President Bush on
Tuesday signed into law the Central American Free Trade
Agreement, which aims to reduce trade barriers between the
United States and six Central American countries but
which AIDS activists say could make anti-HIV drugs too
expensive for many poor HIV-positive Central
Americans.
"This is more
than a trade bill," Bush said during a signing
ceremony at the White House. He says the measure will help
protect the Central American countries against
"forces that oppose democracy, seek to limit
economic freedom, and want to drive a wedge between the
United States and the rest of the Americas."

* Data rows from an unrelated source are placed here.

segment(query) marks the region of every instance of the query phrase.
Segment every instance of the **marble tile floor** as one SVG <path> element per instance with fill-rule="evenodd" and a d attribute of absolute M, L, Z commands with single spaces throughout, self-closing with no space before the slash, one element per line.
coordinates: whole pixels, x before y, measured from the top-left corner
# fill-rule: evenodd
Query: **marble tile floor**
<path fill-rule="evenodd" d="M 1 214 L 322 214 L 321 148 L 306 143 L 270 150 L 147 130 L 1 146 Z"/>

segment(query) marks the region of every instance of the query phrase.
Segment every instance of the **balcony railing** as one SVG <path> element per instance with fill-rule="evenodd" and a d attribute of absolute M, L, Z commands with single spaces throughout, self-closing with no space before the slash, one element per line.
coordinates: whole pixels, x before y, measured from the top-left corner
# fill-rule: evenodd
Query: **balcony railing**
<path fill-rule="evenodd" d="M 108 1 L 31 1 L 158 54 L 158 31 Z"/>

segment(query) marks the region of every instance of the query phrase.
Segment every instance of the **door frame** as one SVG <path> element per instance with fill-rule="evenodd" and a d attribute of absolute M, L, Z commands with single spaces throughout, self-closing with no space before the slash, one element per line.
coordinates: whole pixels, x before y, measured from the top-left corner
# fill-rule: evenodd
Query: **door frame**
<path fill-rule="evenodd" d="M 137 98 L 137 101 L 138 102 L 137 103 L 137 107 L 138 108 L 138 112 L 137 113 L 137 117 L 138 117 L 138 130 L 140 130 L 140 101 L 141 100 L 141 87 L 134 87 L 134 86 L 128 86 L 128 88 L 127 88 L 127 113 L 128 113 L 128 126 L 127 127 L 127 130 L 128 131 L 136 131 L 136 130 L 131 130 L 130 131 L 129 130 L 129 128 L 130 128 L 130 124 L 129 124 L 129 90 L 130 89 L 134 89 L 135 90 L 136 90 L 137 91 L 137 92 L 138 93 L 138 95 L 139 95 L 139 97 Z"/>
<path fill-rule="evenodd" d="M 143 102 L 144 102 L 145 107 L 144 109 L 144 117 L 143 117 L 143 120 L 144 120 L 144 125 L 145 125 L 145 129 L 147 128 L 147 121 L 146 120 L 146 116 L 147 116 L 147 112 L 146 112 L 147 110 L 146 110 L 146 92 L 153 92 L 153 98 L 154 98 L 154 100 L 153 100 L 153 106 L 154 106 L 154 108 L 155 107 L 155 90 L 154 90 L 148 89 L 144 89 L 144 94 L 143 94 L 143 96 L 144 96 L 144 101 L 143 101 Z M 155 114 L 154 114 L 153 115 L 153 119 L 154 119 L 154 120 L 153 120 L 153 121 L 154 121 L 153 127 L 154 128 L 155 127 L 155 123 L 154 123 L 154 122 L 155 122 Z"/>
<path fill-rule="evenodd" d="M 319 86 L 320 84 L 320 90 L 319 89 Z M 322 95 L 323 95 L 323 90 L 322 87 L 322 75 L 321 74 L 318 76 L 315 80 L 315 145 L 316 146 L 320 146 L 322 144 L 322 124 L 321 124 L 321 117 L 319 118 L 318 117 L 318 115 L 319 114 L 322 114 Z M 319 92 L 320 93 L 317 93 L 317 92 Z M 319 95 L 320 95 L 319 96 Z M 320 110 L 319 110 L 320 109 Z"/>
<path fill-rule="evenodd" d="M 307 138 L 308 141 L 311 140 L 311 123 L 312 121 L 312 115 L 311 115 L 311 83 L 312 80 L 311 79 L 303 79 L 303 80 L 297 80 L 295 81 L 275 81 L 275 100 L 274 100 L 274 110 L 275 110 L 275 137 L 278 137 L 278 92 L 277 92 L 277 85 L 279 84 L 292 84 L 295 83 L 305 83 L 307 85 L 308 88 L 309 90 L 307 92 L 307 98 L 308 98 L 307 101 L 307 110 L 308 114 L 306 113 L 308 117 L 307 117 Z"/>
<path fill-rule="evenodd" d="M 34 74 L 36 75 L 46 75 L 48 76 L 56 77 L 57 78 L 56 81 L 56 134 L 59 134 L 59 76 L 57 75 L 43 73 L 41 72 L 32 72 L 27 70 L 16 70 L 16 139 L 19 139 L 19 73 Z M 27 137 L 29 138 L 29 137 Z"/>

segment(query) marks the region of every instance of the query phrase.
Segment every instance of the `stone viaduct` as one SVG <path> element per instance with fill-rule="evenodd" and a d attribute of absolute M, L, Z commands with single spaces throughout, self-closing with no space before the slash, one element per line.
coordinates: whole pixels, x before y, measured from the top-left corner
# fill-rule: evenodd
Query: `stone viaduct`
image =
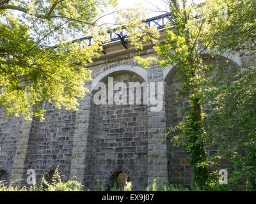
<path fill-rule="evenodd" d="M 164 36 L 162 35 L 162 38 Z M 250 66 L 255 54 L 240 50 L 225 56 L 239 66 Z M 145 190 L 154 178 L 189 187 L 193 179 L 189 163 L 180 148 L 172 147 L 165 134 L 183 118 L 180 109 L 188 102 L 175 102 L 179 81 L 172 67 L 138 65 L 135 55 L 156 55 L 150 43 L 136 51 L 122 40 L 105 45 L 104 53 L 87 68 L 93 80 L 79 110 L 56 109 L 44 103 L 45 120 L 22 117 L 6 119 L 0 112 L 0 180 L 18 178 L 25 185 L 27 170 L 33 169 L 36 181 L 59 166 L 64 181 L 76 176 L 90 189 L 97 181 L 110 184 L 111 177 L 126 173 L 132 190 Z M 93 88 L 113 76 L 114 83 L 163 82 L 164 106 L 158 112 L 149 105 L 95 105 Z"/>

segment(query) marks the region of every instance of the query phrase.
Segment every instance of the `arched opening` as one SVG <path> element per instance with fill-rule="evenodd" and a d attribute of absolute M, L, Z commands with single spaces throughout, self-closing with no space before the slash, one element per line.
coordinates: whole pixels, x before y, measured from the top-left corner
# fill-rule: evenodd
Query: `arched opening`
<path fill-rule="evenodd" d="M 53 183 L 53 176 L 54 175 L 54 172 L 55 171 L 52 170 L 44 173 L 43 177 L 44 179 L 46 180 L 47 183 L 50 185 L 52 184 Z M 43 183 L 43 187 L 47 188 L 48 187 L 45 183 Z"/>
<path fill-rule="evenodd" d="M 51 170 L 50 171 L 44 173 L 44 178 L 45 179 L 45 180 L 47 182 L 48 184 L 52 184 L 54 174 L 54 170 Z"/>
<path fill-rule="evenodd" d="M 128 174 L 124 171 L 116 171 L 110 177 L 110 190 L 127 191 L 131 190 L 131 180 Z"/>
<path fill-rule="evenodd" d="M 3 170 L 0 170 L 0 185 L 8 185 L 8 183 L 9 181 L 8 173 Z"/>

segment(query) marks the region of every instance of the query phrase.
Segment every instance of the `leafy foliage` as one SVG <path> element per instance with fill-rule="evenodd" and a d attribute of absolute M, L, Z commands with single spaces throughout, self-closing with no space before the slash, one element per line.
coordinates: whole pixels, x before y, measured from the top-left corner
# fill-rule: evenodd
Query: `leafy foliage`
<path fill-rule="evenodd" d="M 221 82 L 225 82 L 223 84 Z M 218 152 L 211 164 L 225 164 L 232 173 L 230 189 L 256 189 L 256 68 L 222 75 L 211 82 L 205 98 L 215 107 L 205 118 L 207 138 Z"/>
<path fill-rule="evenodd" d="M 144 11 L 134 8 L 111 12 L 118 14 L 113 23 L 102 22 L 116 5 L 116 0 L 0 3 L 0 105 L 6 116 L 43 120 L 44 101 L 77 110 L 92 80 L 86 66 L 109 40 L 107 31 L 126 26 L 132 36 L 144 19 Z M 84 36 L 93 38 L 91 45 L 68 43 Z"/>

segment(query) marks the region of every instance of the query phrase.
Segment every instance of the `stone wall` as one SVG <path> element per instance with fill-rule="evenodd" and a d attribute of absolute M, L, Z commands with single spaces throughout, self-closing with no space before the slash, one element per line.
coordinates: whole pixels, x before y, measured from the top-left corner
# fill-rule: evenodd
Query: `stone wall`
<path fill-rule="evenodd" d="M 0 170 L 13 180 L 26 178 L 27 170 L 34 169 L 39 181 L 44 173 L 59 165 L 64 181 L 76 176 L 91 189 L 97 187 L 97 181 L 109 184 L 117 172 L 127 173 L 132 190 L 145 190 L 154 178 L 190 187 L 193 177 L 188 159 L 182 149 L 173 147 L 165 136 L 168 127 L 184 120 L 180 110 L 188 103 L 175 100 L 180 82 L 172 68 L 164 69 L 152 64 L 145 69 L 133 60 L 136 55 L 156 55 L 152 48 L 127 52 L 103 56 L 89 64 L 94 80 L 86 86 L 92 91 L 97 82 L 106 82 L 111 76 L 115 82 L 164 82 L 161 110 L 152 111 L 150 104 L 95 105 L 94 91 L 79 101 L 76 112 L 44 104 L 43 122 L 35 118 L 32 122 L 22 117 L 4 119 L 1 110 Z M 232 59 L 240 66 L 252 66 L 255 54 L 245 52 L 241 50 Z"/>

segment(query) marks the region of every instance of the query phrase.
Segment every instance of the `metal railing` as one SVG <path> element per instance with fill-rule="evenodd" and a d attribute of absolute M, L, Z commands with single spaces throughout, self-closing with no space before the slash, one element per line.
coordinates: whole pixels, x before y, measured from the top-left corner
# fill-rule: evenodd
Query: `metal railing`
<path fill-rule="evenodd" d="M 166 13 L 148 18 L 146 20 L 143 21 L 143 22 L 145 22 L 150 27 L 156 27 L 158 30 L 159 30 L 163 29 L 165 25 L 170 23 L 170 13 Z M 108 33 L 109 34 L 109 39 L 110 39 L 110 43 L 120 41 L 121 43 L 124 45 L 124 47 L 125 48 L 127 48 L 125 46 L 125 40 L 129 38 L 128 31 L 125 29 L 125 27 L 121 30 L 113 29 L 111 31 Z M 93 37 L 87 36 L 74 40 L 72 41 L 72 43 L 81 41 L 83 42 L 83 44 L 90 46 L 92 45 L 92 42 L 93 40 Z M 109 42 L 108 42 L 108 43 L 109 43 Z M 106 44 L 106 43 L 103 43 L 102 45 L 104 45 Z M 55 47 L 53 47 L 54 48 Z M 104 52 L 103 52 L 104 53 Z"/>

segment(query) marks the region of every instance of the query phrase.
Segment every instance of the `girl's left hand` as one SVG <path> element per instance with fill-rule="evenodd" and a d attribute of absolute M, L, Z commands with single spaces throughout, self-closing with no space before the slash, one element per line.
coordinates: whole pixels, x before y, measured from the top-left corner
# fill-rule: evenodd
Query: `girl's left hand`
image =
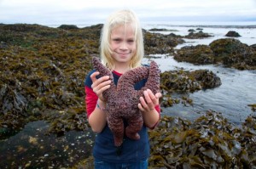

The agreement will include the United States and Costa
Rica, El Salvador, Guatemala, Honduras, Nicaragua, and
the Dominican Republic.
But health care
advocates and AIDS activists say the agreement will make
it difficult for the Central American nations to break
patents on U.S.-made anti-HIV drugs and manufacture or
purchase cheaper generic equivalents. This could
severely limit access to anti-HIV treatment, activists
say, noting that in Guatemala, for example, the annual cost
of antiretroviral therapy could rise from about $400
to $10,000 if only brand-name drugs could be
manufactured or purchased.
"For patients
currently on treatment in Central America, CAFTA means
a 15-fold increase in the cost of their medications,"
AIDS Healthcare Foundation president Michael Weinstein
said in a press release.
CAFTA also would
require generic-drug makers to redo clinical trials to
obtain marketing approval and force generic-drug companies
to hold off on using clinical trial results for copies
of brand-name drugs for at least five years, which
AIDS activists say essentially creates patent-like
protections where none existed before.